Adobe Stock Photo By Irr
Learning to “step away” from emotionally charged feelings, situations and interactions can reduce reactivity and restore emotional health.
As the pandemic recedes, returning to the normal hustle and bustle of life such as returning to the office, socializing in person and navigating relationships can be a highly charged and emotional experience. Life IS complicated. It’s a continuous cycle of things and events happening around us and to us as well as our response to them.
Stepping away from intense situations, thoughts, behaviors and emotions means approaching them in a mindful way. Instead of impulsively reacting, fighting or running away from our feelings research shows that mindfully being able to recognize, allow, investigate and nurture our emotions actually helps to regulate them. In a nut shell, mindful awareness calms and soothes our emotions, our bodies and our senses.
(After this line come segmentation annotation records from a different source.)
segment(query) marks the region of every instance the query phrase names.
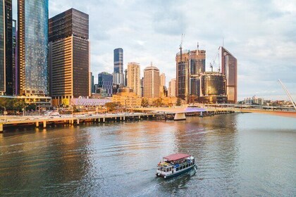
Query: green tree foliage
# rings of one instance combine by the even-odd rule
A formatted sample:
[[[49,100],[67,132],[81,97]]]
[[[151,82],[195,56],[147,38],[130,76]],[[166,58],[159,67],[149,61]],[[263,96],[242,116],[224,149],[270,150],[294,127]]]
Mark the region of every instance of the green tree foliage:
[[[177,103],[175,103],[175,106],[181,106],[181,104],[182,104],[182,103],[181,103],[181,99],[180,99],[180,98],[178,98],[178,99],[177,99]]]
[[[142,99],[141,106],[142,106],[143,108],[146,108],[148,106],[149,106],[148,99],[146,98]]]

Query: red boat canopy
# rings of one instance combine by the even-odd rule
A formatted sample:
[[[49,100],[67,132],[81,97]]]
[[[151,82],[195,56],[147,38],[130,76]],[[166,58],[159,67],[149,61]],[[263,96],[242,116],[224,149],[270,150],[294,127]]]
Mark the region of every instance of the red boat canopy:
[[[188,155],[188,154],[178,153],[178,154],[173,154],[173,155],[166,156],[164,158],[164,159],[166,159],[168,161],[173,161],[173,160],[177,160],[188,158],[190,156],[190,155]]]

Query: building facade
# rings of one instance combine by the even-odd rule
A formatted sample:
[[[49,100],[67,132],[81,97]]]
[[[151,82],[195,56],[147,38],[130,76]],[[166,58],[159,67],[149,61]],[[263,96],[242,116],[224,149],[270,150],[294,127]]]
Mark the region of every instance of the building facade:
[[[18,1],[19,94],[47,96],[48,0]]]
[[[228,102],[238,102],[238,61],[224,47],[221,46],[222,75],[226,77],[226,91]]]
[[[169,82],[168,82],[168,96],[175,96],[175,82],[176,82],[176,80],[175,79],[172,79]]]
[[[50,18],[49,37],[53,103],[90,96],[89,15],[71,8]]]
[[[121,48],[114,49],[114,71],[113,83],[115,84],[124,84],[123,74],[123,49]]]
[[[164,86],[166,86],[166,74],[164,74],[164,73],[161,73],[160,75],[159,75],[159,77],[160,77],[160,86],[161,87],[164,87]]]
[[[112,97],[113,94],[113,75],[106,72],[99,73],[98,75],[99,88],[105,89],[106,96]]]
[[[176,96],[187,102],[200,94],[200,76],[206,71],[206,51],[185,50],[176,55]]]
[[[90,72],[90,77],[91,77],[91,82],[90,82],[90,89],[92,93],[96,93],[94,91],[94,76],[92,75],[92,72]]]
[[[141,96],[140,66],[137,63],[128,64],[128,87],[132,88],[137,96]]]
[[[13,94],[12,1],[0,1],[0,95]]]
[[[206,72],[201,77],[200,103],[227,103],[225,87],[226,79],[218,72]]]
[[[117,94],[113,95],[112,102],[120,103],[123,107],[140,107],[142,99],[133,92],[132,89],[123,87]]]
[[[151,65],[144,70],[144,97],[159,98],[159,70]]]
[[[176,54],[176,89],[177,97],[187,101],[189,96],[190,53],[184,50]]]
[[[13,61],[12,61],[12,69],[13,69],[13,94],[18,94],[18,65],[16,62],[16,20],[13,20],[13,32],[12,32],[12,39],[13,39]]]

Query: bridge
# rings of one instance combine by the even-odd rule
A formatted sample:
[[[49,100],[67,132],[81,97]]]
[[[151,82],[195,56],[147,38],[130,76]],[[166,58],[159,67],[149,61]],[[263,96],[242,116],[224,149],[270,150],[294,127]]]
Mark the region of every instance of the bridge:
[[[226,105],[215,105],[215,106],[205,106],[203,108],[132,108],[132,110],[139,112],[154,112],[175,114],[175,120],[185,120],[185,114],[187,113],[200,113],[200,115],[202,115],[202,113],[204,112],[211,112],[213,113],[228,113],[235,112],[254,113],[296,118],[296,111],[293,110],[292,108],[283,110],[274,107],[270,107],[268,108],[242,108],[240,105],[237,105],[237,106],[233,105],[231,107]]]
Tara Brach, a well- known psychologist and meditation teacher, developed the technique RAIN for regulating intense emotions and for ultimately stepping away from them. RAIN, an acronym is an easy to remember tool that brings mindfulness and compassion to emotional difficulty. Below are the steps for implementing RAIN into your life and for learning the skill of “stepping away” that you can implement on your own as you ease back into the hustle and bustle of life.
1. R-recognize what is going on. Recognizing involves consciously acknowledging your thoughts, feelings and behaviors.
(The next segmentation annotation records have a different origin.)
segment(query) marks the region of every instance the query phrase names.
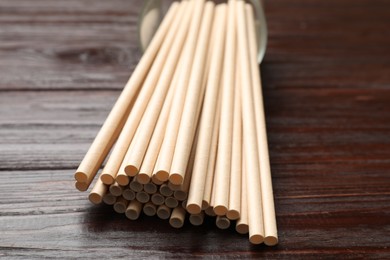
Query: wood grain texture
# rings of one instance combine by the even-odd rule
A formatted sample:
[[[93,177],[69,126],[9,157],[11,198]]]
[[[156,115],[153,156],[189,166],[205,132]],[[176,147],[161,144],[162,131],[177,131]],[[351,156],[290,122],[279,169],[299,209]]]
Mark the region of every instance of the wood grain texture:
[[[141,55],[142,1],[33,2],[0,0],[0,258],[390,258],[389,1],[266,1],[275,248],[74,189]]]

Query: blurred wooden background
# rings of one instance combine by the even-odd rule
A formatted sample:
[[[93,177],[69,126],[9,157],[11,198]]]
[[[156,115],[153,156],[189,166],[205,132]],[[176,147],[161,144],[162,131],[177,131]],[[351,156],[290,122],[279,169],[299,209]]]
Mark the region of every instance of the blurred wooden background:
[[[0,258],[390,258],[390,1],[268,0],[280,244],[92,206],[73,172],[140,58],[143,1],[0,0]]]

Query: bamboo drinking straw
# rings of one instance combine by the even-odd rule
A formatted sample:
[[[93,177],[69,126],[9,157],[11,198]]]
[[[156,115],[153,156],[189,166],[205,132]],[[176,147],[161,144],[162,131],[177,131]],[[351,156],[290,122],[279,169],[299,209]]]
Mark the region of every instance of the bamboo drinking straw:
[[[140,192],[144,189],[144,185],[137,181],[137,177],[133,178],[133,180],[129,184],[129,187],[134,192]]]
[[[88,199],[93,204],[100,204],[103,201],[104,194],[107,193],[108,187],[100,179],[98,179],[89,193]]]
[[[87,191],[88,190],[88,187],[89,187],[89,184],[86,183],[86,182],[79,182],[79,181],[76,181],[74,186],[76,187],[77,190],[79,191]]]
[[[194,226],[200,226],[203,224],[204,220],[204,212],[200,212],[199,214],[192,214],[189,217],[190,223]]]
[[[220,81],[220,84],[222,84],[222,81]],[[209,157],[209,163],[207,165],[206,183],[205,183],[203,200],[202,200],[202,210],[205,210],[210,206],[211,197],[212,197],[211,195],[213,193],[213,187],[214,187],[214,176],[216,170],[215,165],[217,162],[217,151],[218,151],[219,121],[221,117],[221,94],[222,93],[220,92],[218,96],[217,110],[215,112],[213,137],[211,140],[210,157]]]
[[[183,209],[187,209],[187,200],[183,200],[181,202],[181,206],[183,207]]]
[[[122,197],[127,200],[135,200],[135,192],[130,190],[129,188],[123,190]]]
[[[164,140],[160,149],[160,154],[157,158],[156,166],[153,171],[153,175],[155,175],[156,178],[160,181],[167,181],[169,178],[177,134],[179,131],[180,119],[182,116],[184,101],[187,93],[187,86],[189,84],[190,72],[193,65],[199,27],[203,14],[204,0],[195,0],[194,2],[195,7],[193,8],[194,11],[192,14],[191,26],[182,54],[183,64],[179,77],[180,88],[177,89],[173,99]]]
[[[106,193],[103,196],[103,202],[107,205],[114,205],[116,201],[116,197],[112,195],[111,193]]]
[[[201,103],[199,102],[199,104],[198,104],[199,111],[198,111],[197,116],[199,116],[199,114],[200,114],[200,107],[201,107]],[[197,123],[196,123],[196,125],[197,125]],[[173,193],[174,198],[177,199],[178,201],[184,201],[188,197],[188,191],[190,189],[190,184],[191,184],[191,180],[192,180],[192,171],[194,168],[195,153],[196,153],[196,148],[198,145],[198,140],[199,140],[199,131],[196,130],[195,140],[194,140],[194,143],[192,144],[191,155],[190,155],[189,162],[187,165],[186,175],[184,177],[183,184],[180,185],[179,190],[177,190]]]
[[[174,192],[181,189],[181,185],[172,184],[172,182],[167,182],[168,187]]]
[[[163,107],[166,94],[171,85],[175,68],[178,64],[183,45],[185,43],[191,17],[190,11],[192,10],[184,13],[183,19],[180,19],[179,21],[179,30],[175,34],[172,34],[174,41],[170,48],[169,54],[166,57],[165,65],[162,68],[162,72],[157,82],[157,86],[154,89],[152,98],[140,122],[140,135],[137,139],[133,140],[133,142],[135,142],[134,149],[130,151],[131,155],[127,161],[127,166],[125,167],[125,172],[129,176],[135,176],[138,174],[141,163],[148,148],[149,141],[152,137],[153,130],[156,126],[156,122],[159,116],[159,113],[156,111],[160,111]]]
[[[165,205],[161,205],[157,209],[157,216],[161,219],[169,219],[171,216],[171,209]]]
[[[268,246],[274,246],[278,243],[278,233],[276,227],[275,205],[272,191],[272,178],[267,144],[267,129],[265,125],[264,116],[263,93],[259,67],[256,60],[257,43],[255,20],[253,17],[253,9],[251,5],[246,5],[246,17],[250,50],[250,64],[252,72],[252,90],[256,116],[257,143],[259,148],[259,161],[261,172],[261,192],[263,199],[263,216],[265,223],[264,243]]]
[[[168,197],[168,198],[165,198],[165,205],[168,208],[173,209],[173,208],[176,208],[179,205],[179,202],[174,197]]]
[[[171,5],[160,28],[157,30],[155,37],[150,43],[149,48],[147,48],[87,154],[80,163],[80,166],[75,173],[75,179],[78,182],[86,183],[87,186],[90,185],[99,167],[103,163],[103,160],[121,132],[125,118],[130,112],[131,101],[141,87],[152,62],[165,39],[171,23],[177,15],[178,7],[179,4]]]
[[[171,218],[169,219],[169,224],[174,228],[181,228],[184,225],[184,220],[186,217],[186,211],[182,207],[176,207],[172,211]]]
[[[218,93],[220,86],[221,68],[223,61],[223,50],[225,42],[226,4],[216,7],[214,25],[212,32],[215,35],[215,44],[211,46],[212,52],[210,70],[205,93],[205,100],[202,108],[202,116],[199,130],[199,140],[195,156],[193,177],[187,203],[187,211],[191,214],[201,212],[204,187],[206,184],[207,167],[209,164],[210,149],[213,137],[213,126],[215,121],[215,111],[217,110]],[[216,29],[218,28],[218,29]],[[214,169],[213,169],[214,170]]]
[[[245,158],[245,155],[242,155]],[[241,181],[241,215],[236,222],[236,231],[240,234],[248,234],[248,195],[247,195],[247,177],[246,177],[246,167],[243,161],[242,163],[242,181]]]
[[[142,204],[139,201],[133,200],[129,203],[126,209],[126,217],[131,220],[136,220],[139,218],[141,213]]]
[[[144,191],[146,191],[149,194],[154,194],[157,192],[157,185],[154,184],[153,182],[146,183],[144,184]]]
[[[245,6],[243,1],[236,5],[237,13],[237,39],[240,55],[240,75],[242,87],[242,116],[243,116],[243,140],[245,151],[245,163],[248,188],[248,216],[249,216],[249,241],[260,244],[264,241],[264,220],[261,207],[261,184],[259,154],[257,148],[256,121],[253,104],[253,92],[251,71],[249,64],[249,50],[247,28],[245,20]]]
[[[204,213],[207,215],[207,216],[210,216],[210,217],[215,217],[215,213],[214,213],[214,209],[213,207],[208,207],[204,210]]]
[[[217,216],[215,225],[220,229],[228,229],[230,227],[230,220],[225,216]]]
[[[152,217],[156,215],[157,208],[152,202],[148,202],[144,205],[143,212],[146,216]]]
[[[215,171],[215,214],[227,213],[229,206],[230,168],[232,156],[234,77],[236,62],[236,15],[235,0],[228,2],[225,60],[221,101],[221,122],[219,128],[217,170]]]
[[[160,193],[162,195],[164,195],[165,197],[170,197],[173,195],[173,190],[171,190],[169,187],[168,187],[168,184],[163,184],[160,186]]]
[[[123,193],[123,186],[120,186],[118,182],[114,182],[110,185],[110,193],[116,197],[121,196]]]
[[[145,191],[140,191],[135,194],[135,199],[141,203],[147,203],[150,200],[150,195]]]
[[[238,57],[236,59],[238,61]],[[241,170],[242,170],[242,122],[240,63],[236,62],[236,83],[234,90],[233,143],[230,175],[229,208],[226,216],[237,220],[241,213]]]
[[[120,214],[125,213],[128,204],[129,204],[128,200],[126,200],[123,197],[118,197],[115,204],[114,204],[115,212],[120,213]]]
[[[123,161],[127,162],[129,157],[129,151],[137,149],[137,145],[132,145],[131,147],[133,149],[129,149],[130,143],[140,140],[143,137],[145,126],[142,125],[142,122],[144,122],[145,113],[150,109],[150,106],[153,104],[153,102],[155,102],[155,100],[153,101],[153,96],[156,96],[155,93],[159,91],[159,87],[161,88],[161,84],[159,84],[161,82],[160,79],[164,78],[164,72],[166,71],[166,68],[170,68],[171,66],[171,64],[167,63],[167,61],[169,60],[167,60],[167,58],[170,56],[170,53],[172,51],[176,51],[172,43],[176,41],[175,36],[178,33],[178,29],[182,24],[181,18],[185,14],[184,10],[186,10],[187,7],[185,3],[186,2],[183,2],[183,5],[180,6],[180,13],[177,15],[177,18],[173,21],[171,25],[171,29],[169,30],[162,44],[162,47],[158,52],[155,61],[153,62],[150,72],[148,73],[148,76],[143,83],[143,87],[127,118],[126,124],[123,127],[123,130],[111,153],[111,156],[103,169],[101,178],[105,183],[114,179]],[[155,114],[158,116],[157,113]],[[137,131],[137,127],[142,131]],[[137,138],[133,138],[136,131]],[[124,160],[125,156],[127,160]]]
[[[173,96],[178,85],[179,72],[182,62],[181,60],[179,61],[179,65],[176,67],[175,75],[172,84],[169,87],[163,109],[161,110],[161,114],[158,118],[157,125],[154,129],[152,139],[150,140],[145,158],[142,162],[141,169],[137,175],[138,181],[142,184],[146,184],[151,180],[153,169],[160,152],[160,148],[164,139],[165,129],[167,127],[169,113],[171,112]]]
[[[186,175],[187,165],[194,142],[199,100],[202,99],[202,79],[205,73],[207,47],[214,15],[214,3],[207,2],[203,13],[194,63],[186,94],[184,110],[180,121],[179,133],[172,160],[169,181],[182,184]]]
[[[164,181],[160,181],[159,179],[156,178],[156,175],[152,175],[152,182],[156,185],[162,185],[164,184],[165,182]]]
[[[163,205],[165,202],[165,198],[160,193],[155,193],[152,195],[152,198],[150,199],[154,205],[160,206]]]

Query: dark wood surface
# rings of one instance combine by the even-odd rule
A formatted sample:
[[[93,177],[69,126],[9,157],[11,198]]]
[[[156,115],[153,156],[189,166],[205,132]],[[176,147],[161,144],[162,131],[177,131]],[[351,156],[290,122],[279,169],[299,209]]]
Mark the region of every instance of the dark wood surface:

2. A-allow the experience to be there. Just as it is. Allowing means simply letting your thoughts, emotions, feelings and behaviors to be, resisting the urge to fix or avoid them.
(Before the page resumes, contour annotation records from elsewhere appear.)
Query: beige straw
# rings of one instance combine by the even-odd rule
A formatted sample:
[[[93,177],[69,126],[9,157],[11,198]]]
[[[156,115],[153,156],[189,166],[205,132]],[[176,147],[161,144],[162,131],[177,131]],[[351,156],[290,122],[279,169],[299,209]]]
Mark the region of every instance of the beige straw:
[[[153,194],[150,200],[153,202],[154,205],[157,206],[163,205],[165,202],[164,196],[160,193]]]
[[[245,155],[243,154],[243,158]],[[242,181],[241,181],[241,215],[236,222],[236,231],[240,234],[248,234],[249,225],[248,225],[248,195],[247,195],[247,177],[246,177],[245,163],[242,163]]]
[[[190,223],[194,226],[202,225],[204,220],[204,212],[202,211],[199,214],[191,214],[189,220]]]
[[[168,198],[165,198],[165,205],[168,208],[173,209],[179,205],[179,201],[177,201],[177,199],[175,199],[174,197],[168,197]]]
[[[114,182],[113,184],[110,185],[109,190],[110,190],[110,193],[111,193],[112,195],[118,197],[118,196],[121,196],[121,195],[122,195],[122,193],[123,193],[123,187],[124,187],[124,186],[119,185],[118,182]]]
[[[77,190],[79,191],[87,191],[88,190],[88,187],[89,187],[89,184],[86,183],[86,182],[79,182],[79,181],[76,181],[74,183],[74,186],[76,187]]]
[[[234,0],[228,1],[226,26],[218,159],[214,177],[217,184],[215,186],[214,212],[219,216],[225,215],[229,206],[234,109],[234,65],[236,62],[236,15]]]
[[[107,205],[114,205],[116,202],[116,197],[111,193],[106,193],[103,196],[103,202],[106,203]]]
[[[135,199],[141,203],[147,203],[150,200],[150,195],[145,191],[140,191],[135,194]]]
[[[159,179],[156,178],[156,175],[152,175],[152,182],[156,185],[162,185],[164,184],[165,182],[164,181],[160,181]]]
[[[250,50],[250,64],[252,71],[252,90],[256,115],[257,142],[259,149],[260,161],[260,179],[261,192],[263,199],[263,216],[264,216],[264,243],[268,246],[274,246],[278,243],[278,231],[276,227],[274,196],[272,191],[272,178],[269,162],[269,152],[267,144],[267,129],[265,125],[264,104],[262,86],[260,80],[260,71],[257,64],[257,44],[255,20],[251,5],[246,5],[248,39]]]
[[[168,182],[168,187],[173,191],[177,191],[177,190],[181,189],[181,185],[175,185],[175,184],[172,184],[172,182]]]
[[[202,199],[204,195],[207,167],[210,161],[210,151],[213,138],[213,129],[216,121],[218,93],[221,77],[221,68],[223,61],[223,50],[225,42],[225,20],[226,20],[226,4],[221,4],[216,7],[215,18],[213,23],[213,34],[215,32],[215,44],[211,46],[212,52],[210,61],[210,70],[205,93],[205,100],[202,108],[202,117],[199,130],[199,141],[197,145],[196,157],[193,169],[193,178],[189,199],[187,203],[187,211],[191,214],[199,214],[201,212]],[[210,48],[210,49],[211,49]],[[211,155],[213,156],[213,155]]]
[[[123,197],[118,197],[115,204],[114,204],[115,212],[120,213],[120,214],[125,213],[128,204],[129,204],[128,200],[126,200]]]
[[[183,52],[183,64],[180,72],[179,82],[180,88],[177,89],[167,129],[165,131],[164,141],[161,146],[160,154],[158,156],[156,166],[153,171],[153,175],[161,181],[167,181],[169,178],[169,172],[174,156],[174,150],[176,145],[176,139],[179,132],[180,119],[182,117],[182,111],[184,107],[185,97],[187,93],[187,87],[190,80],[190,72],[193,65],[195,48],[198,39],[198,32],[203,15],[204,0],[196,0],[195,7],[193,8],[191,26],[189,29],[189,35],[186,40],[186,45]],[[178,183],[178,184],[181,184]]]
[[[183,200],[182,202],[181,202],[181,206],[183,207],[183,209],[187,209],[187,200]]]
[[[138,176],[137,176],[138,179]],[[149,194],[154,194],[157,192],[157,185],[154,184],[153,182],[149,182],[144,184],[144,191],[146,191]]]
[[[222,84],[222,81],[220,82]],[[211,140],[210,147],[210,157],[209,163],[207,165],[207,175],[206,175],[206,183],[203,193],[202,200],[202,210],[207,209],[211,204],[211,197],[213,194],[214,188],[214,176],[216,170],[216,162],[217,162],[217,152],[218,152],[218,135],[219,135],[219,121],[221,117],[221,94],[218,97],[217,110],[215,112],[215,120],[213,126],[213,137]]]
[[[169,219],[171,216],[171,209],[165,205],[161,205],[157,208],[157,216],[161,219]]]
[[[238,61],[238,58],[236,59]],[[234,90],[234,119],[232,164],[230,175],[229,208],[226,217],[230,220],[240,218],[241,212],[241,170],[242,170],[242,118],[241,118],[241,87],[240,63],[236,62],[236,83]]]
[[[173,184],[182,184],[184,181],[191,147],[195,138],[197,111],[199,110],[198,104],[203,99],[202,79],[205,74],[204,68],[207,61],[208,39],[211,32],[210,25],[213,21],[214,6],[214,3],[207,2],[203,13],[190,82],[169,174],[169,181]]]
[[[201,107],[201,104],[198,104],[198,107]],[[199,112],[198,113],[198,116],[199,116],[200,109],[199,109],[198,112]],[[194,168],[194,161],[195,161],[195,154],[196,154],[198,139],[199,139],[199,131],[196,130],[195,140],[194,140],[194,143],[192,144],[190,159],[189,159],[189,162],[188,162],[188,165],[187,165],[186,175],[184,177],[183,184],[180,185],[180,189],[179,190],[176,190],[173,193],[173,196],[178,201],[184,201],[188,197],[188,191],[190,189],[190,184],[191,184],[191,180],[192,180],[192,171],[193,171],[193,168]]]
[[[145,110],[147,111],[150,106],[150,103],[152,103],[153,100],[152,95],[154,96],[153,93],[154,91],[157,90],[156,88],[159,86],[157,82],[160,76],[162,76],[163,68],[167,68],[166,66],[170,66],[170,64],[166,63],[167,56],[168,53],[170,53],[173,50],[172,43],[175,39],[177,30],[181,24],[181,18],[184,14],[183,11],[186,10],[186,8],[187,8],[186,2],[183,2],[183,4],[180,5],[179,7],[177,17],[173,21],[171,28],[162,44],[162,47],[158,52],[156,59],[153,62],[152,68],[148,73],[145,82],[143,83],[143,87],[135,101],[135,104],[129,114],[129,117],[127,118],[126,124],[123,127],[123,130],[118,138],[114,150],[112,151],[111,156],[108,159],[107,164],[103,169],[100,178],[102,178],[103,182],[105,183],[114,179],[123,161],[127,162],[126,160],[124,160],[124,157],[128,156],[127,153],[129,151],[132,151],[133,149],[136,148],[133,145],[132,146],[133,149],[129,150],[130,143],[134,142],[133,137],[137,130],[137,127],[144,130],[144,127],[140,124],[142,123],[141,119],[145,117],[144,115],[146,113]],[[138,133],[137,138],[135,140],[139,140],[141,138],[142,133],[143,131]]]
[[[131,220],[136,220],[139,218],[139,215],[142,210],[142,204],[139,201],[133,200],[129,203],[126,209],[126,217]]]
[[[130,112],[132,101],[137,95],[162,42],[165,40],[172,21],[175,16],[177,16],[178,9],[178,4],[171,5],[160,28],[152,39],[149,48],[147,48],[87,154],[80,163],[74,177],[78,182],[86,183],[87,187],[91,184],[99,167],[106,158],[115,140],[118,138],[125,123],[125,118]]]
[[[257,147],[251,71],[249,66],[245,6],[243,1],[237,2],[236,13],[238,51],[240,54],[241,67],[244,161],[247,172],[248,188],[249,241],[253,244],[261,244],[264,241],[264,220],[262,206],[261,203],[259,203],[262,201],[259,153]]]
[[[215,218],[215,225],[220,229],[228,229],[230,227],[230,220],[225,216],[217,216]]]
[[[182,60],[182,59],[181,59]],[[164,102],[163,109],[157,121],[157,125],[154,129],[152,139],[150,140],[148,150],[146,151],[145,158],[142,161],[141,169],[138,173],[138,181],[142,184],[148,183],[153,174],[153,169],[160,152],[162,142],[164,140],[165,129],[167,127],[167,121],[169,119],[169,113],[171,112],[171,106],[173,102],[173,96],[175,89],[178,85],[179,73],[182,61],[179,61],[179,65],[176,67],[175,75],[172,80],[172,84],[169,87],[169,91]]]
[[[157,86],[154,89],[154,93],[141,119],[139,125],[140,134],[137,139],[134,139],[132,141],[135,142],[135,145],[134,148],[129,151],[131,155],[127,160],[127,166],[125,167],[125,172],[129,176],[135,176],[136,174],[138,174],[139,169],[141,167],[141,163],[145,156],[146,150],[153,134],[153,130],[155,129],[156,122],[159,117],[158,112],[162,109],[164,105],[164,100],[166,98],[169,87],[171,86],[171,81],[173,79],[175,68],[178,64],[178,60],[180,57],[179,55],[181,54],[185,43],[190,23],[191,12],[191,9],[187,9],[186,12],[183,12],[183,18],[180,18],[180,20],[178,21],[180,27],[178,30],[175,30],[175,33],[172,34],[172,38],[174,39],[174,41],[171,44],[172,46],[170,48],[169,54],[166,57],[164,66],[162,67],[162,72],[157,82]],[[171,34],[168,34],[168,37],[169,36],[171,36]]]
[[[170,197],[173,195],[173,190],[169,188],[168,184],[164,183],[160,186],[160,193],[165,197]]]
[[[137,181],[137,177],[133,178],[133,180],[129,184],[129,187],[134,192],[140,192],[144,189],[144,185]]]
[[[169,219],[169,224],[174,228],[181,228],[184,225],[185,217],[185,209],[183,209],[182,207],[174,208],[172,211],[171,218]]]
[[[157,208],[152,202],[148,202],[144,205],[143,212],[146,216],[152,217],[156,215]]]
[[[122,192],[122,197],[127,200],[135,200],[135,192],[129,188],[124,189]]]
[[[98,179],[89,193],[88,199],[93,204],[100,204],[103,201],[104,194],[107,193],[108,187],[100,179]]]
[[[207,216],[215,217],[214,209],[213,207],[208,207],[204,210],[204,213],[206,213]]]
3. I-investigate with interest and care. Investigate means deepening your natural curiosity and desire to know the truth by directing focused attention to your present experience and bodily sensations. For example, you can ask yourself “What am I believing?” and “What do I need most?”
4. N-nurture with self-compassion. Self-compassion develops when we fully acknowledge we are suffering. Nurturing our inner lives with self-care and patience is the essence of self-compassion.